The team of experts, led by professor Vedova, expressed alarm at the proposed deal: fearing it could prevent consumers from accessing affordable generic drugs as well as impede competition, due to Horizon’s ability to leverage bundled rebates and cross-market bundles to gain favor with insurance companies for their Tepezza (teprotumumab-trbw) and Krystexxa (pegloticase).

The FTC is stepping up their scrutiny of biopharmaceutical companies, given the proposed Amgen-Horizon and IQVIA-Propel deals and the recent Pfizer takeover of Seagen. Pfizer’s $43 billion purchase of the cancer-focused biotechnology company could draw further attention from the agency as it looks to solidify its guidelines.

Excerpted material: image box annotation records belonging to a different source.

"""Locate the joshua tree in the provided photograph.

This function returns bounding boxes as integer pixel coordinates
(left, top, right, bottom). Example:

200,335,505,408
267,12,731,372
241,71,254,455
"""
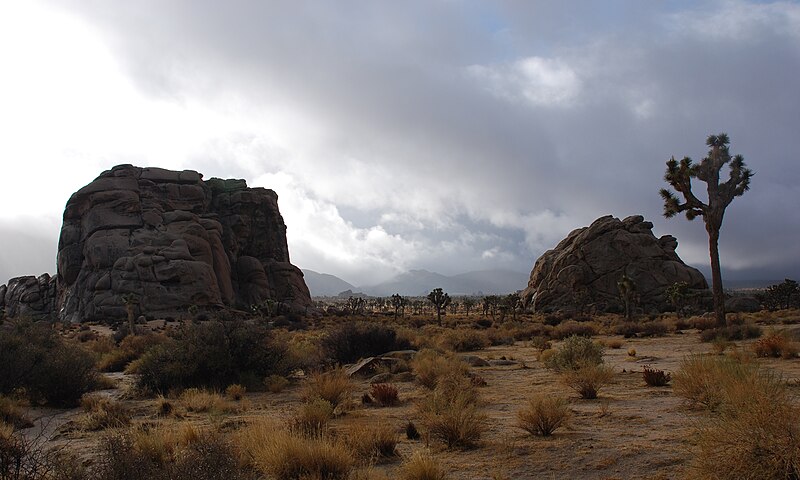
617,273,636,321
428,288,450,325
461,297,475,317
661,133,753,326
391,293,408,320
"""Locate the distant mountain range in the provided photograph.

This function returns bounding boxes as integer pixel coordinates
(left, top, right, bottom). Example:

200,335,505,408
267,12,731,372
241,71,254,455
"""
296,270,528,297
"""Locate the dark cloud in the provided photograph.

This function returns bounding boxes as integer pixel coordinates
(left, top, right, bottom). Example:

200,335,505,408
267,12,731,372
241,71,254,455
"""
10,0,800,283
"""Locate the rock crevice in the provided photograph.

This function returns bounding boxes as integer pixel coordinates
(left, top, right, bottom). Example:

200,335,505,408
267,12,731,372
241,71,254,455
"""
0,165,311,321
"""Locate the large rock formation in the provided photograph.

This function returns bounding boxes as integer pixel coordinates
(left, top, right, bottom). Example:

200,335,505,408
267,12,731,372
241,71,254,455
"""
4,165,311,321
522,215,708,311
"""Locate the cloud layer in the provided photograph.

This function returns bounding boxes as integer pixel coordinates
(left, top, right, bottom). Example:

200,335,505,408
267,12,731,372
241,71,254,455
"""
0,0,800,287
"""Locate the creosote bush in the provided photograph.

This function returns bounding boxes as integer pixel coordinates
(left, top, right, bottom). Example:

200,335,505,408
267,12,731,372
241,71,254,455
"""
369,383,400,407
0,320,97,406
322,322,411,364
561,364,614,400
545,335,603,371
642,365,672,387
399,450,447,480
517,394,572,437
237,421,356,480
303,368,353,409
411,349,469,389
131,321,292,392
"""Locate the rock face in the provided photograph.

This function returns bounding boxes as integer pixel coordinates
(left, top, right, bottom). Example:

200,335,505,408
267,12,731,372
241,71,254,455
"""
522,215,708,311
5,165,311,321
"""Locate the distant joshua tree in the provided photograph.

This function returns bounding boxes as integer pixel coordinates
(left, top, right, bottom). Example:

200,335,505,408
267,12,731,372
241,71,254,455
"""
617,273,636,321
390,293,408,320
661,133,753,326
428,288,450,325
461,297,475,317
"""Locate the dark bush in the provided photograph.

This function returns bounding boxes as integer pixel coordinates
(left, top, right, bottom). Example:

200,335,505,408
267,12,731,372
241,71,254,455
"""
0,321,97,405
322,322,411,363
136,321,292,392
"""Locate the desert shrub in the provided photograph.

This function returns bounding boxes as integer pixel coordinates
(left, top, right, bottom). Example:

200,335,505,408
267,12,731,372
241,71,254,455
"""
0,321,97,406
289,398,333,435
752,333,798,359
561,364,614,400
136,321,292,392
0,422,90,480
237,421,355,480
345,423,399,462
322,322,411,364
551,320,597,340
369,383,399,407
264,375,289,393
92,428,244,480
640,320,669,337
0,395,33,429
517,394,572,437
411,350,469,389
97,334,165,372
614,322,642,338
700,322,762,342
225,383,247,402
418,376,487,448
439,330,490,352
692,357,800,479
545,335,603,371
672,355,759,410
399,451,447,480
303,368,353,408
81,395,131,430
642,365,672,387
179,388,244,413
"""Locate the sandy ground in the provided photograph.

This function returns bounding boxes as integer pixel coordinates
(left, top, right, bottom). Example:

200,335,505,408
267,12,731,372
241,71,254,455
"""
20,324,800,480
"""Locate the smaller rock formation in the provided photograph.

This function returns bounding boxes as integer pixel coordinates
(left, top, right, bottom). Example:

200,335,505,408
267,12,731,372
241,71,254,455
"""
522,215,708,311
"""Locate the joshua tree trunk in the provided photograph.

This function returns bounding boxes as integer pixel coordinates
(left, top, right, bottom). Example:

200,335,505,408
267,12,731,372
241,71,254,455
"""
708,224,726,327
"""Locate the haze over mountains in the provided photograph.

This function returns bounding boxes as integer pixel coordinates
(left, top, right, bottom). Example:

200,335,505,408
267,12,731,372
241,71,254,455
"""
303,269,528,297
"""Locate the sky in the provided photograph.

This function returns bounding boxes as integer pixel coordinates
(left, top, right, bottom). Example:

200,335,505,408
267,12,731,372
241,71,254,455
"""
0,0,800,288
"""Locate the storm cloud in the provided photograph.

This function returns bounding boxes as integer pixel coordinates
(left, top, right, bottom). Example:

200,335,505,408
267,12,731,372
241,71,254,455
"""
0,0,800,287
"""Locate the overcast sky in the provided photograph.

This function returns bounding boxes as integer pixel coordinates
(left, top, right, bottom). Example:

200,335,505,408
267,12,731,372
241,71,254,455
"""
0,0,800,288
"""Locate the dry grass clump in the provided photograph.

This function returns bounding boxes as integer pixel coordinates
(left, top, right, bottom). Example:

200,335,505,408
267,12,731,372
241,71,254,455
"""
752,333,800,359
676,357,800,480
561,364,614,400
411,350,469,389
369,383,400,407
544,335,603,372
81,395,131,430
237,421,356,480
418,376,487,449
91,425,248,480
398,451,447,480
225,383,247,402
264,375,289,393
303,368,353,409
289,398,333,435
673,355,760,410
345,423,400,463
179,388,245,413
439,329,491,352
642,365,672,387
517,394,572,437
0,395,33,429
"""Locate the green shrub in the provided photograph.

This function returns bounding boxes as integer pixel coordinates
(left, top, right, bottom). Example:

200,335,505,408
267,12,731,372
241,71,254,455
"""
517,394,572,437
322,322,411,364
135,321,292,392
0,321,97,406
545,335,603,371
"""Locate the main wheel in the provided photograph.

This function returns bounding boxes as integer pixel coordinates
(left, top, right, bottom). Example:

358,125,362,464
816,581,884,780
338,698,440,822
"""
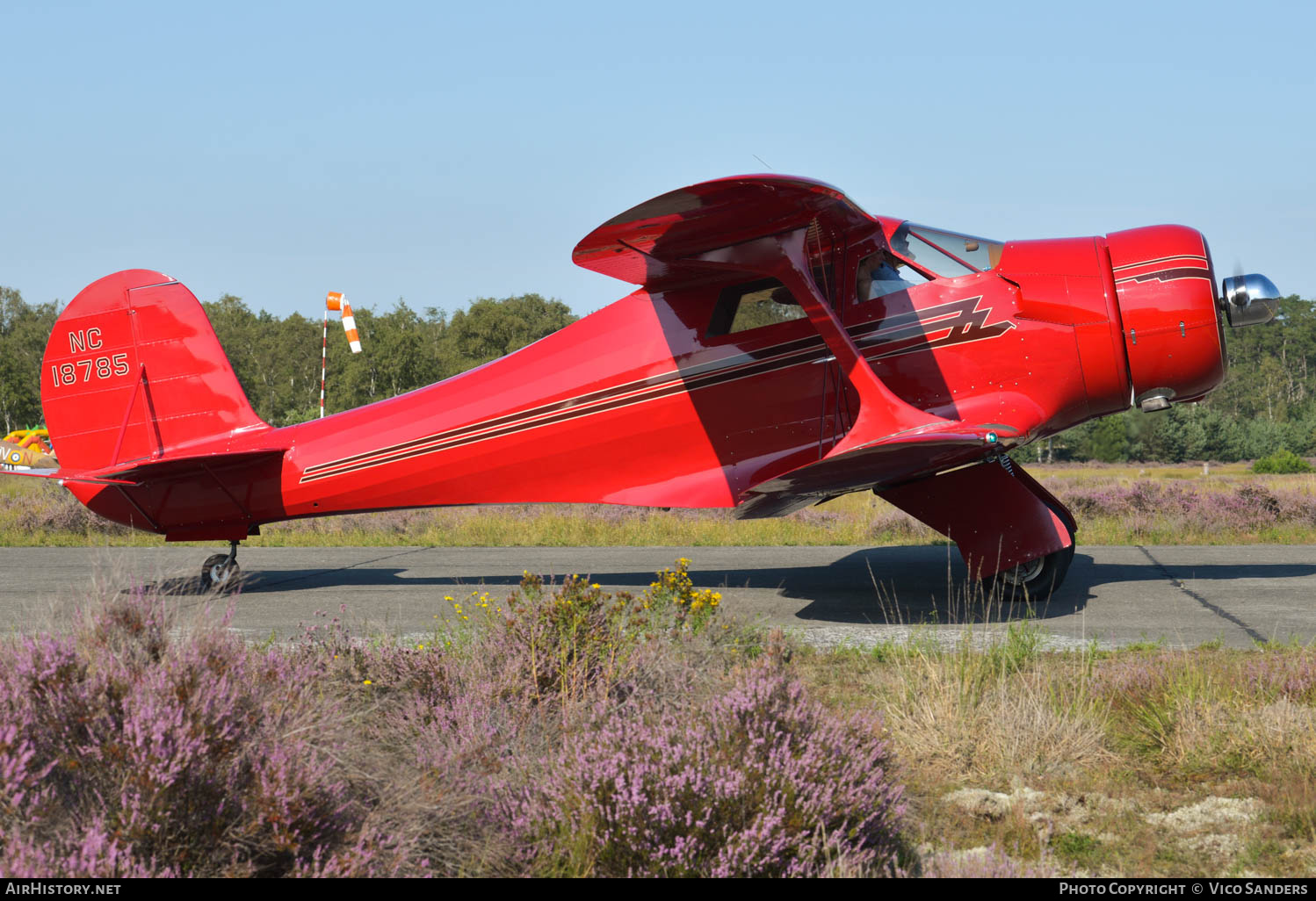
989,538,1074,601
201,554,241,592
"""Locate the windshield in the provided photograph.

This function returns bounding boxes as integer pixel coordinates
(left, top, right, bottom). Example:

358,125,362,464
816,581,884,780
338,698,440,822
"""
891,222,1004,279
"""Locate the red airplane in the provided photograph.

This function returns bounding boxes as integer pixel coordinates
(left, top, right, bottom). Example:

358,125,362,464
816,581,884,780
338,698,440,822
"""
4,175,1278,597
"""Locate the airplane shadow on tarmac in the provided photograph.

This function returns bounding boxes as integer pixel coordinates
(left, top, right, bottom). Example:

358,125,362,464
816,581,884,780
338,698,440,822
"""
136,546,1316,624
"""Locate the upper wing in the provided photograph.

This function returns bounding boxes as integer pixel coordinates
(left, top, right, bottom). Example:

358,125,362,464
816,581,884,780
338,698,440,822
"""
571,175,877,290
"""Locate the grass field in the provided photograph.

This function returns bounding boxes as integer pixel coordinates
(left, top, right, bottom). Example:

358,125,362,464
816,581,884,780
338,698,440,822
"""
0,560,1316,877
0,465,1316,547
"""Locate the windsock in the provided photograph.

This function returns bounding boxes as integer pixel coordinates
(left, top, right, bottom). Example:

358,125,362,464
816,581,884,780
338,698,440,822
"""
320,291,360,418
325,291,360,354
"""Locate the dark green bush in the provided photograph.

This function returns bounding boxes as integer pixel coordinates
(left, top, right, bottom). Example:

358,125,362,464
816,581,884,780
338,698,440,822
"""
1252,449,1312,475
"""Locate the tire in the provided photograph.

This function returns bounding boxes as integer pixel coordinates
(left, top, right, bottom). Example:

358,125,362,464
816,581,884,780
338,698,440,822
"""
201,554,241,592
988,537,1074,601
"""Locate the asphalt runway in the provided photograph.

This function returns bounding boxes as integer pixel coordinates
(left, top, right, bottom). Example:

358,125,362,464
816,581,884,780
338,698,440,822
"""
0,544,1316,647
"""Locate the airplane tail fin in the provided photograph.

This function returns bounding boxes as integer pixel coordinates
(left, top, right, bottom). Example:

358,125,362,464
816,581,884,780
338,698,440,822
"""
40,270,269,472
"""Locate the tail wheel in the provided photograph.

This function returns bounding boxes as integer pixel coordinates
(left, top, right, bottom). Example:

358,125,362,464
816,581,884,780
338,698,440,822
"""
201,554,241,592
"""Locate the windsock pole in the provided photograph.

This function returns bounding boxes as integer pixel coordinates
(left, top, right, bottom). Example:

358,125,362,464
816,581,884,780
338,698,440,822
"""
320,292,333,420
320,291,360,418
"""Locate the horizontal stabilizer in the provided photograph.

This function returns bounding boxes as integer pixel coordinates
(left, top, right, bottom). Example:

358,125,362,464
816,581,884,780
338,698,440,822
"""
88,447,287,486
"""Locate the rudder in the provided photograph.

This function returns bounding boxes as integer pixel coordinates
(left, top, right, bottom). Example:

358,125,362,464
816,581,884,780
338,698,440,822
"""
40,270,269,471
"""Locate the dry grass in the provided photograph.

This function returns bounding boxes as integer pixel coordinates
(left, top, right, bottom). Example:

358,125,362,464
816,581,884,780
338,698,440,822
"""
796,623,1316,876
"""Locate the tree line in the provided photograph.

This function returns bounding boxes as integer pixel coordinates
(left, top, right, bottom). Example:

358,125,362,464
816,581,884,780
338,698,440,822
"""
0,287,1316,463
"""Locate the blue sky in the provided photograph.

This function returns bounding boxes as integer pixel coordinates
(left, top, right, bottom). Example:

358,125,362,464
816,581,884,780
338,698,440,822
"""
0,0,1316,317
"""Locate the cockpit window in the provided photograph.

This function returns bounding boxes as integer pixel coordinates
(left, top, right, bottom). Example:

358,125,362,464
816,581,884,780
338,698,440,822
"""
708,279,804,336
891,222,1004,279
854,253,928,304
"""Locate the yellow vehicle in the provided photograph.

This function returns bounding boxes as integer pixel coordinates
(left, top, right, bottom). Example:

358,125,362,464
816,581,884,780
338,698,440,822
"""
0,429,59,470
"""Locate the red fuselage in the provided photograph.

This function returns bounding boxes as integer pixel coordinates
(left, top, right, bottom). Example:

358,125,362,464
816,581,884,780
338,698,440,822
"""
64,217,1224,539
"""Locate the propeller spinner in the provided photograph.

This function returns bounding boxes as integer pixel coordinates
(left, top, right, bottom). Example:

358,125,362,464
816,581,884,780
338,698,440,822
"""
1216,272,1279,328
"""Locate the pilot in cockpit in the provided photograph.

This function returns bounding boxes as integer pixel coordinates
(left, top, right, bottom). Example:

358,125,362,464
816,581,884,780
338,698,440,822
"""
856,253,924,302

In March, Pfizer informed the Securities and Exchange Commission (SEC) of its intent to acquire Amgen. However, news of Amgen’s Horizon delay caused Pfizer to withdraw their paperwork and refile it in June. With worries of competition and drug pricing, the Federal Trade Commission (FTC) asked for additional information on the merger. When contacted by BioSpace for comment, a Pfizer representative declined to provide further remarks.

Despite Congress’ intent for the Federal Trade Commission (FTC) to remain a bipartisan agency, the Commission currently consists of only three Democratic members, thus giving rise to industry speculation that the recently released guidelines on corporate disclosure practices will likely be implemented as-is. According to Wesley Brumfield, shareholder activist and managing director of global engagement at Trinity Capital, this approach is “expansive,” as there is “no other voice in the room arguing for modifications or limits”.

The proposed new deals may take a long time to come to fruition – and the new guidelines come with an increased burden of responsibility on the parties involved. As attorney Thomas Brumfield explains, this open-ended approach means no issue is too remote to be examined and investigated, so buyers and sellers should be prepared.